M. Philippe Marini, président. - Boussard et Gavaudan Gestion est-il un hedge fund, un fonds alternatif ? Pouvez-vous nous apporter un éclairage complémentaire, monsieur Boussard ? Vous reconnaissez-vous dans le terme mystérieux de shadow banking ?

M. Emmanuel Boussard, fondateur de Boussard et Gavaudan Gestion. - Nous sommes un petit hedge fund indépendant, une abeille dans la ruche, sans dimension systémique, qui gère 1,2 milliard d'euros. J'ai du mal à me reconnaître dans la définition du shadow banking.

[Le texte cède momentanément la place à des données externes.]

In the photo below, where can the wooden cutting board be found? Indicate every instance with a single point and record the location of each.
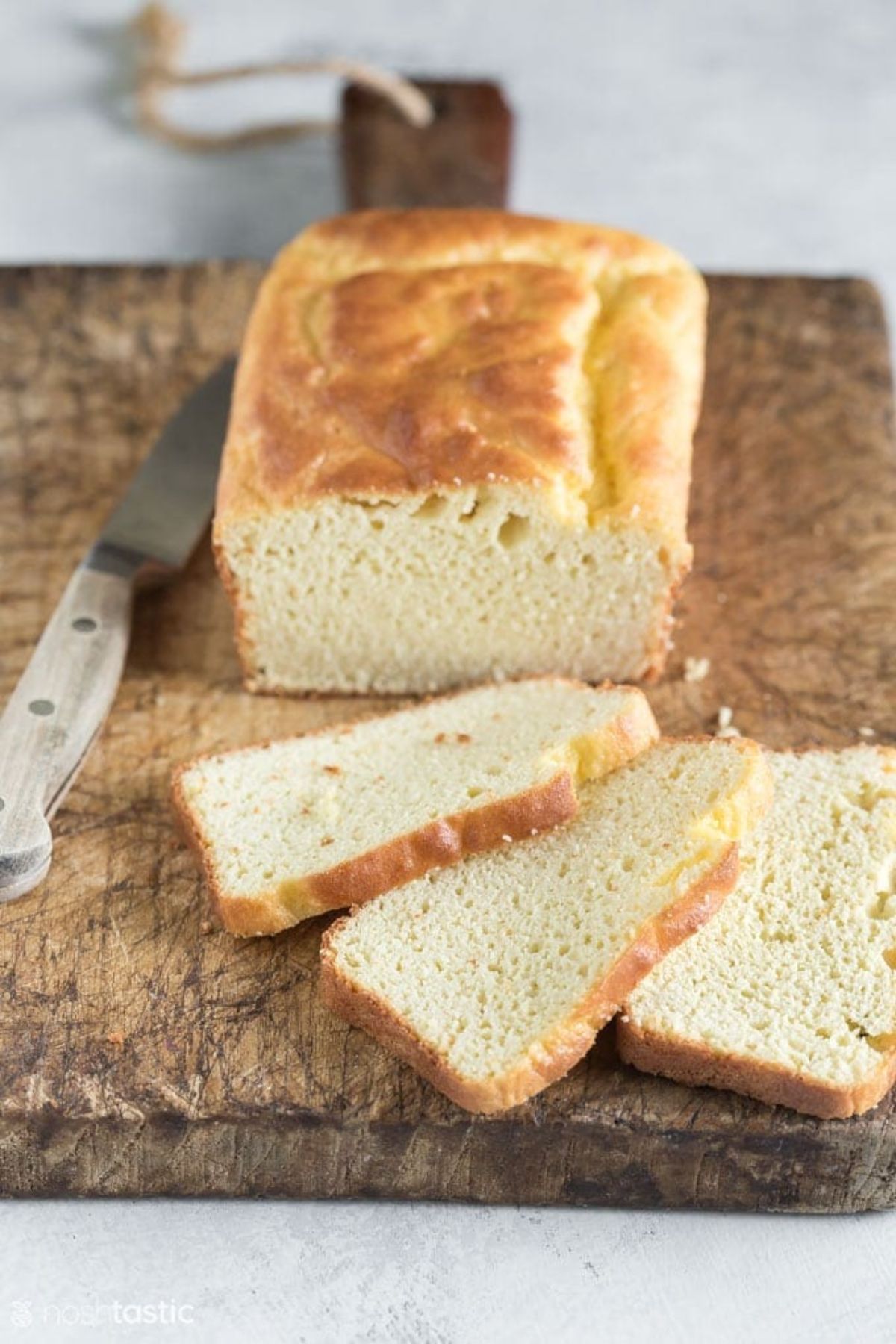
(141, 1053)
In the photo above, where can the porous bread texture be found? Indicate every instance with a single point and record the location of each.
(790, 994)
(292, 828)
(492, 979)
(460, 448)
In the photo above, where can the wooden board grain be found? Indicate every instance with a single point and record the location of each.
(140, 1054)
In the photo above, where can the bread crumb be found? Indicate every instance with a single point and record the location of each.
(696, 670)
(726, 725)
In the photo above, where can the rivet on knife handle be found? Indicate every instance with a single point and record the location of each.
(54, 714)
(67, 688)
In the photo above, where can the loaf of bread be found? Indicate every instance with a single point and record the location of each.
(292, 828)
(494, 977)
(460, 450)
(790, 995)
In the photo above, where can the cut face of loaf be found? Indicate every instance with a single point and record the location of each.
(790, 994)
(460, 449)
(292, 828)
(492, 979)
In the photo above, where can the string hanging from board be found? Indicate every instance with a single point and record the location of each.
(160, 35)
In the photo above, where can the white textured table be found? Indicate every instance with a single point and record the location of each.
(756, 134)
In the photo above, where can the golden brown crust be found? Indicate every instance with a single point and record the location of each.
(697, 1065)
(554, 1057)
(396, 352)
(408, 856)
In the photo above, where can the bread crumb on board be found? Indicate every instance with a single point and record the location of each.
(726, 724)
(696, 670)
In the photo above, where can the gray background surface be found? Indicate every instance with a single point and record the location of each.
(755, 134)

Comme les fonds traditionnels, les hedge funds sont soumis à une stricte régulation de la part de l'Autorité des marchés financiers (AMF), à l'exception du levier, qui est gouverné par le contrat de souscription entre les investisseurs institutionnels et le fonds. Ce levier est obtenu à travers le département des banques appelé le prime brokerage.

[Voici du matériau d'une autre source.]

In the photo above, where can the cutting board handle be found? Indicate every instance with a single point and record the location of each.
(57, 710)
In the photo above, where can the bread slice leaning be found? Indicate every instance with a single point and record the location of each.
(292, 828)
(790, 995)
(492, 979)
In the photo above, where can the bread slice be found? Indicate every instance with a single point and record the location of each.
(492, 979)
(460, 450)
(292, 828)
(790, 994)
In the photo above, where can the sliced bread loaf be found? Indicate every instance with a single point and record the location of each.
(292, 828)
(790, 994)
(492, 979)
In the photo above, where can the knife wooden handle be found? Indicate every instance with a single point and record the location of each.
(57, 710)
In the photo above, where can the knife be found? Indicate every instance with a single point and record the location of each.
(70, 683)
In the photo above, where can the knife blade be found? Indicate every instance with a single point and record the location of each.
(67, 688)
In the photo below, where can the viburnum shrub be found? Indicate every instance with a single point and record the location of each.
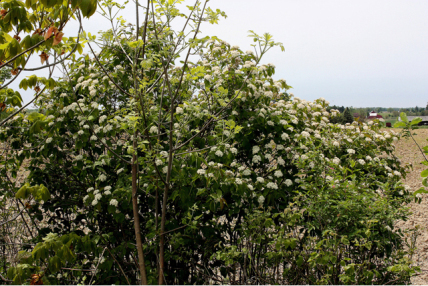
(207, 172)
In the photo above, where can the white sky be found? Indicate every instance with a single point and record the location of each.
(353, 53)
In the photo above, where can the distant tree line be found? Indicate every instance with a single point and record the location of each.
(363, 112)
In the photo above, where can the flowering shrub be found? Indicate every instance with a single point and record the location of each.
(224, 175)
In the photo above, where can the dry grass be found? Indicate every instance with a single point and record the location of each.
(408, 152)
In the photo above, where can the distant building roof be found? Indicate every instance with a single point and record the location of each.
(374, 117)
(410, 118)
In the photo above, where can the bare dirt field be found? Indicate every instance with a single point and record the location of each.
(408, 152)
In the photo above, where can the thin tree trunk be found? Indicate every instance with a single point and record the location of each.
(162, 238)
(141, 263)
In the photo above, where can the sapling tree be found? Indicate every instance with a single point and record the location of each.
(168, 157)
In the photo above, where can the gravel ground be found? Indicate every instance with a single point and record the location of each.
(408, 152)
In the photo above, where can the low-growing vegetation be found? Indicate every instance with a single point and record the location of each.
(139, 168)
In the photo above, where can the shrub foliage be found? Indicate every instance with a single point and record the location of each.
(168, 158)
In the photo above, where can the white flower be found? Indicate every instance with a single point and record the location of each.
(272, 185)
(102, 118)
(285, 136)
(256, 159)
(102, 178)
(219, 153)
(164, 154)
(153, 129)
(306, 134)
(179, 110)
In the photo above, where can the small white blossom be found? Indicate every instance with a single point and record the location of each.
(153, 129)
(219, 153)
(278, 174)
(272, 185)
(179, 110)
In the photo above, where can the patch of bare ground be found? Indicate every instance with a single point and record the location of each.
(408, 152)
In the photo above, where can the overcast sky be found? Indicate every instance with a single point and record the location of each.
(353, 53)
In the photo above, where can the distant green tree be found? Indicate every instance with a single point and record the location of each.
(348, 116)
(4, 75)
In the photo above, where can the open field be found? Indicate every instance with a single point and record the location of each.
(408, 152)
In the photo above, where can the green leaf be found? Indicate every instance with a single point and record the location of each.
(23, 192)
(399, 124)
(403, 117)
(55, 264)
(415, 121)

M. Philippe Marini, président. - Il n'y a pas possibilité de dire cela en français ?

M. Emmanuel Boussard. - Ce à quoi cela s'apparente le plus serait le mont-de-piété. C'est du prêt sur gage, le plus vieux métier du monde - dans la banque ! Pour obtenir du levier, je dois passer par le département de prime brokerage d'une banque, en lui apportant un actif.

M. Philippe Marini, président. - C'est une pension livrée, une garantie ?

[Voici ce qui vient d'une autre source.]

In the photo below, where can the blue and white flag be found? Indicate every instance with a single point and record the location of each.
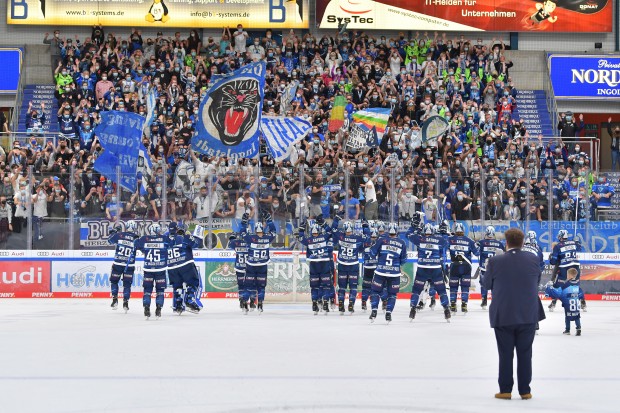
(151, 102)
(120, 135)
(281, 133)
(230, 113)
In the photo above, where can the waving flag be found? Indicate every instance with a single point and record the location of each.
(230, 113)
(282, 133)
(336, 120)
(120, 135)
(373, 117)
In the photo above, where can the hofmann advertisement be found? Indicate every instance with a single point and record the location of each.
(585, 77)
(277, 14)
(468, 15)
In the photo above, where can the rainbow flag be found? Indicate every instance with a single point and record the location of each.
(336, 120)
(373, 117)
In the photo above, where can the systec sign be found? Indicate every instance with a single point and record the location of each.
(277, 14)
(585, 77)
(468, 15)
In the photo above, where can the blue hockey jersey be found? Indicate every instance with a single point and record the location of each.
(461, 249)
(241, 253)
(565, 253)
(431, 248)
(570, 296)
(125, 253)
(258, 246)
(180, 252)
(391, 255)
(489, 248)
(155, 250)
(535, 249)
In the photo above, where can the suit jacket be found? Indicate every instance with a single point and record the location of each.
(514, 277)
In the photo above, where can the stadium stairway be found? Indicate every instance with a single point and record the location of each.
(532, 108)
(37, 94)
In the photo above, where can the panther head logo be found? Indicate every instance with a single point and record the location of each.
(234, 108)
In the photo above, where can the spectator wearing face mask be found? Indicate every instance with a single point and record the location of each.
(568, 127)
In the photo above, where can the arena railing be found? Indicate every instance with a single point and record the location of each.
(72, 219)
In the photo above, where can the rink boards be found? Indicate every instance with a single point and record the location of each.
(85, 274)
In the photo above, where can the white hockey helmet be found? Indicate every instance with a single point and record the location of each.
(258, 228)
(428, 229)
(459, 228)
(347, 227)
(489, 232)
(131, 226)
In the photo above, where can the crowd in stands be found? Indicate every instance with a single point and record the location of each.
(487, 163)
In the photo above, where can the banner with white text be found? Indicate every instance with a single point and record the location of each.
(467, 15)
(276, 14)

M. Emmanuel Boussard. - On me demande un montant de fonds propres qui dépend de la qualité de risque et de liquidité de cet actif. Ce montant, qui protège la banque, est doublement régulé.

M. Philippe Marini, président. - La banque demandera donc que la valeur des actifs qui lui sont apportés soit largement surdimensionnée par rapport au crédit qu'elle envisage de faire ?

M. Emmanuel Boussard. - Absolument pas. Le prime broker ne s'intéresse pas à la valeur de l'actif, mais seulement à sa valeur liquidative, c'est-à-dire le prix auquel il pourrait le vendre. Des ajustements, des appels de marge, sont quotidiennement réalisés en fonction des fluctuations sur le marché. Le prêteur est donc doublement protégé par cette valeur de liquidation et par le coussin de fonds propres.

M. Philippe Marini, président. - Si l'on se désintéresse de la valeur réelle des actifs, c'est quand même qu'il y a quelque chose de pourri dans le royaume !

M. Emmanuel Boussard. - On ne se pose pas la question de la valeur, mais la question du prix. Quand un particulier achète un appartement, c'est bien qu'il considère que sa valeur est supérieure à son prix.

M. Philippe Marini, président. - Un appartement n'est pas une abstraction.

M. Emmanuel Boussard. - Prenons l'exemple d'une obligation de Danone à cinq ans, notée A-. Mon prime broker me demande 9 % de fonds propres en face de l'obligation. La banque, elle, se finance auprès de la Banque centrale européenne, qui lui demande 5 % de fonds propres. Il y a donc double régulation, à la fois par la demande de fonds propres exigée par la BCE mais aussi par le risk manager de la banque, mon prime broker, qui demande, en sus, un coussin de sécurité correspondant au temps qu'il faudra pour exiger un appel de marge immédiat si l'obligation venait à baisser. Le levier est donc doublement régulé.

M. Philippe Marini, président. - M. Varène, quels liens la BNP entretient-elle avec le secteur bancaire parallèle ? Estimez-vous comme M. Boussard que les risques sont correctement mesurés et gérés ?

M. Thierry Varène, délégué auprès du directeur général pour la grande clientèle de BNP Paribas. - Nous avons en effet des liens d'interconnexion avec le secteur bancaire parallèle, c'est-à-dire des contreparties comme des OPCVM, des fonds d'investissement, du capital-risque. Ce sont des liens de prestation : nous plaçons des fonds auprès d'acteurs qui, la plupart du temps, ne sont pas des banques.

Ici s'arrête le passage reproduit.